The project, which was handicapped by some technicalities, had been overhauled through collaboration between RMRDC and other stakeholders, the RMRDC boss said.

He added that a grazing reserve of about 50 hectares of land had been put in place and grassed by Federal Ministry of Agriculture, and the United States Agency for International Development (USAID) and RMRDC had prepared a feasibility study for the upstream and downstream components of the project.

“USAID has donated a 1000-litre milk collection centre with a back-up generator for the project while the ARD-FCT Secretariat has donated a complete building and RMRDC has renovated the building and installed the milk collection tank,” he said.

In addition, a total of 408 milk cooperative farmers have been trained on milk hygiene and handling by RMRDC and USIAD. The second phase of the project is expected to expand the milk collection center to a mini dairy.

RMRDC is also working with the Adamawa State FADAMA III Project, the Adamawa State Agricultural Development and Investment Ltd. (AADIL), Modibo Adama University of Technology (MAUTECH) and Gurin/Mbamba Community Associations to promote the use of artificial insemination (AI) techniques for increased production of milk and beef from the filial generation of inseminated cattle and to provide training to AI and milk processors.

On use of cattle blood in animal feed production, the council, in collaboration with the Department of Animal Science, Faculty of Agriculture, Obafemi Awolowo University, Ile- Ife, Osun State, has developed a vegetable curried blood meal as raw material for the livestock feeds industry and appropriate techniques for processing of blood into blood meal.

Fourteen useful raw materials for the feed mill industry have been produced from abattoir waste and by-products (blood and rumen content).
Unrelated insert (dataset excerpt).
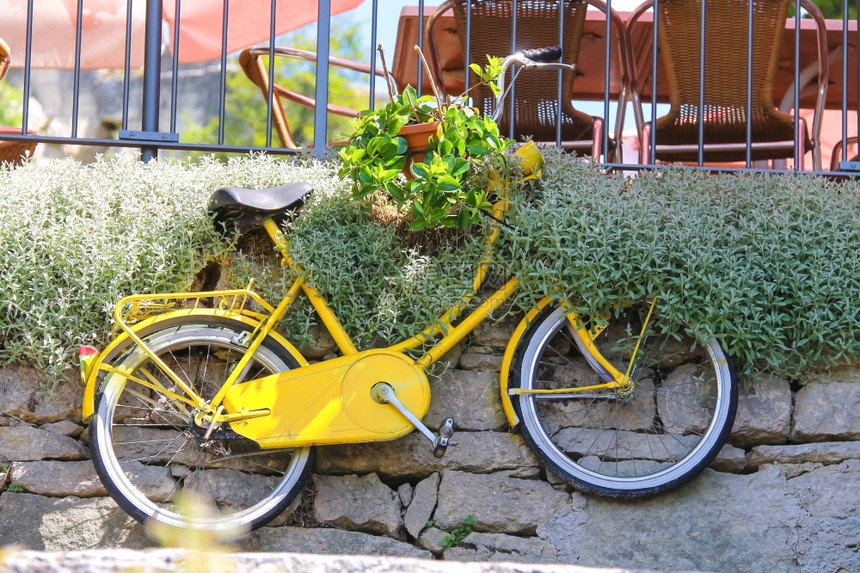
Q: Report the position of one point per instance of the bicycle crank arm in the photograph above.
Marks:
(384, 394)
The project, when fully commercialised, would reduce the cost of production of blood meal and the environmental pollution problems arising from abattoir wastes in the country.

To further the objectives of the programme, the council is collaborating with Superlinks Integrated Service to promote investments on the utilisation of the hoofs and horns of slaughtered livestock for the production adhesive, shoe soles and other products, which are mostly imported.
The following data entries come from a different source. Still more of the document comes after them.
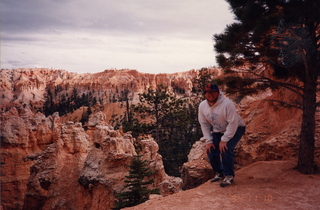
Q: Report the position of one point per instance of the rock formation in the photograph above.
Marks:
(52, 162)
(73, 171)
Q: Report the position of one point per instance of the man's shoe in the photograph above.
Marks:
(217, 177)
(228, 180)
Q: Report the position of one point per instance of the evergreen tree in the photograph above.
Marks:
(281, 35)
(136, 189)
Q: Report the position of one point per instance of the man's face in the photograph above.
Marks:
(212, 96)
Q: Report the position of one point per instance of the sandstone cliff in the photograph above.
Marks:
(73, 171)
(51, 162)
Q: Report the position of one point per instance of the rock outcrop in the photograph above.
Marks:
(52, 162)
(47, 164)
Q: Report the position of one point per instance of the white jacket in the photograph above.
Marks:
(222, 117)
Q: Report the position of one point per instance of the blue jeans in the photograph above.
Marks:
(225, 164)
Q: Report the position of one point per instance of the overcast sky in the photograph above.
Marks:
(83, 36)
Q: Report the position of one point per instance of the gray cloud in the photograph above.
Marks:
(174, 35)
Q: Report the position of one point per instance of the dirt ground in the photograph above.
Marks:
(262, 185)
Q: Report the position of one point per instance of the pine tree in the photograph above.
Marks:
(136, 189)
(276, 43)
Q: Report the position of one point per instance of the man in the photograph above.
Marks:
(222, 128)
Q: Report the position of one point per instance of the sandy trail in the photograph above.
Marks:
(262, 185)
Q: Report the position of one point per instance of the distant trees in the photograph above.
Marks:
(136, 190)
(170, 120)
(282, 36)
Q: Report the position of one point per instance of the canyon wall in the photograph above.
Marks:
(52, 162)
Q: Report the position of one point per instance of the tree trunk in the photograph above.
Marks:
(306, 163)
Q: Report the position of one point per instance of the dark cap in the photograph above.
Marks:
(211, 87)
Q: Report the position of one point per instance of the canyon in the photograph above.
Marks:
(54, 162)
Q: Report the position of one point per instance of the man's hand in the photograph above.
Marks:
(223, 146)
(208, 147)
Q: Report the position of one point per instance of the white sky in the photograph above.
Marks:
(83, 36)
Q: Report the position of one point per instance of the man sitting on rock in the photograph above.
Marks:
(222, 128)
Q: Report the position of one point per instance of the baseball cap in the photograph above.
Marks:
(211, 87)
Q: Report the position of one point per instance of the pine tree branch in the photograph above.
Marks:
(284, 104)
(264, 79)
Ibrahim said a research work carried out at Federal University of Agriculture, Makurdi, Benue State, had led to production of gelatine, adhesive, calcium phosphate, shoe soles and bone marrow, enriched bone pastel, using cow hoofs, horns, bones and skin. A feasibility report has been prepared for the pilot plant stage of the project, which will commence in 2022.

The Provost of the Federal College of Animal Health and Production Technology, Dr Olatunde Owosibo, affirmed that the livestock and poultry subsectors are capable of generating direct and indirect millions of jobs, wealth and national wealth if fully supported with enabled environment and resources.